We've all heard of peanut butter and even cookie butter, but there's another variation of the spread that will make your breakfast much sweeter: coffee butter. It combines butter with ground coffee beans and confectioner's sugar, resulting in a spread that's creamy with a boost of caffeine all in one bite.

For inspiration, we turn to our original recipe for coffee butter from Tasting Table recipe developer Kristina Preka. For this version, Preka makes homemade butter with heavy cream and infuses it with ground coffee directly in the mixture, but you can make it even easier and use softened store-bought butter for this decadent spread.

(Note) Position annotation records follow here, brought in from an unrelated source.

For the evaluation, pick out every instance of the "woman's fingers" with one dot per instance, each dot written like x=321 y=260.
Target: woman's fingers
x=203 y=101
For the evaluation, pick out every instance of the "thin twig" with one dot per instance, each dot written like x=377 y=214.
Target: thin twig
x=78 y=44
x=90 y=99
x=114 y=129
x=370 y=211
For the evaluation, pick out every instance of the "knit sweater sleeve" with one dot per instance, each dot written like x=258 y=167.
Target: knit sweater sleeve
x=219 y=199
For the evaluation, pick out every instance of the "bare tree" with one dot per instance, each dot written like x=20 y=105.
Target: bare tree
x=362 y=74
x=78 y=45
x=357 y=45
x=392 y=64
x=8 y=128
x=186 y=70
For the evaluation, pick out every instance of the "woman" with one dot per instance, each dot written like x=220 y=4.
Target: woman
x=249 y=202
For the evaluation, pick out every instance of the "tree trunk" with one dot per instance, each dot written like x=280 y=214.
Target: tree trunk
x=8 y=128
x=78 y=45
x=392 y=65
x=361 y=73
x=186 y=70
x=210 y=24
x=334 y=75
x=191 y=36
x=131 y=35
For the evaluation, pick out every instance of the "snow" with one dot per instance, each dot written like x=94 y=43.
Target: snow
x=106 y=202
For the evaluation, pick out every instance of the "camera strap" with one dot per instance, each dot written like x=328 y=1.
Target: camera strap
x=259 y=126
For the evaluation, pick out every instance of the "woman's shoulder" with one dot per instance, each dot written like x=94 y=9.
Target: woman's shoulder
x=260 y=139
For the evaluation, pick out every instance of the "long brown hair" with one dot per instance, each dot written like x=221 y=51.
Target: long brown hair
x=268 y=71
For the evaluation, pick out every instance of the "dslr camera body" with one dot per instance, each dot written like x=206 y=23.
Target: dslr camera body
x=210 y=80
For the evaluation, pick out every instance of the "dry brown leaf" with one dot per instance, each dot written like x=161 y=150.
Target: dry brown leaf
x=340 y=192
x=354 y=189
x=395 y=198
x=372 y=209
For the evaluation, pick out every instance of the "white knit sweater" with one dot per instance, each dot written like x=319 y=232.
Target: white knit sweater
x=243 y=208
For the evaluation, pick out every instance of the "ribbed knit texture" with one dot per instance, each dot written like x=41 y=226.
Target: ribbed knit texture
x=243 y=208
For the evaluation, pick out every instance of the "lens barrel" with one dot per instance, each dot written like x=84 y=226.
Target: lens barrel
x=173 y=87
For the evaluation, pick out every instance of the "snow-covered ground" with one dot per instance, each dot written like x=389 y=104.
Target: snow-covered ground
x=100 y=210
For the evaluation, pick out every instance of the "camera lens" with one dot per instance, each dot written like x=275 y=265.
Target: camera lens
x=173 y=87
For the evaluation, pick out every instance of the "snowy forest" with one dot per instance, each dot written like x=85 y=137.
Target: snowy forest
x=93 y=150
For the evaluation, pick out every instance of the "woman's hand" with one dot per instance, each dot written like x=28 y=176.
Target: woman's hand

There are also other ways to customize coffee butter: You can swap the ground coffee with ground espresso or espresso powder for a deeper, stronger flavor or use instant coffee. But if you use espresso powder or instant coffee, you should dissolve it in a spoonful of hot water first. You can also mix in a pinch of ground cinnamon or nutmeg for a boost of flavor.

How to use coffee butter

The most obvious way to use this coffee butter is to spread it on your breakfast pastries. Preka recommends scones, croissants, or English muffins. We also think freshly baked biscuits, waffles, pancakes, and muffins would be delicious vessels for the compound butter. Do you like to make homemade cinnamon rolls? Swap the regular butter for this variation to add extra sweetness and a dose of energy to your batch.

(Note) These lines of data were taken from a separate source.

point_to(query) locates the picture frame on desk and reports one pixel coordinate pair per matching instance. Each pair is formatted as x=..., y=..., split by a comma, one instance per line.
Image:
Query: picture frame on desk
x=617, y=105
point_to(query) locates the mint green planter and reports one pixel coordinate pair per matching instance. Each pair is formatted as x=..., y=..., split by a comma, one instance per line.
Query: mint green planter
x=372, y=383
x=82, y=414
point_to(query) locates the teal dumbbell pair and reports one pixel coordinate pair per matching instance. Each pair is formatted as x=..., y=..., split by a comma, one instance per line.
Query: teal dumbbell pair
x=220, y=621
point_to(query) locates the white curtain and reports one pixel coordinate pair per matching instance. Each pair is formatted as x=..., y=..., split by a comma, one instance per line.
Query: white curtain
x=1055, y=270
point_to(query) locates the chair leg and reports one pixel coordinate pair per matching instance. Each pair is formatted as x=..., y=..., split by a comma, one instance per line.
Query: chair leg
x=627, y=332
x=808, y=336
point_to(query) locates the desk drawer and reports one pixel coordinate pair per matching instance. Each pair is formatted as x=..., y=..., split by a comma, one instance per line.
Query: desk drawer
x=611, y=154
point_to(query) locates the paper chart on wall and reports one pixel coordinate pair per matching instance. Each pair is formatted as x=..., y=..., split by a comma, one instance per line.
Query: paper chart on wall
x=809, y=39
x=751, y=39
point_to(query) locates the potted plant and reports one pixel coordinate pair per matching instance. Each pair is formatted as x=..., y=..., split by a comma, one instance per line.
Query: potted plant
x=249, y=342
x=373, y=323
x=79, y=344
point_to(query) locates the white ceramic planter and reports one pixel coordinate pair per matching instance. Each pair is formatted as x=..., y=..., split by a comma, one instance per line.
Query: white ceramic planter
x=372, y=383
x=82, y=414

To enjoy it in a more savory way, serve it with biscuits and fried chicken and skip the confectioner's sugar. After leaving that ingredient out, form it into a log, roll it into parchment paper, and chill until it's ready to use. This is an easier option if you like coffee-encrusted meats. You can serve it over grilled skirt steak, filet mignon, New York strip, or beef tenderloin.

If you have extra coffee butter, you can store it in the fridge for a few days or freeze it in an airtight container for up to six months to preserve the flavors until you're ready to use it again.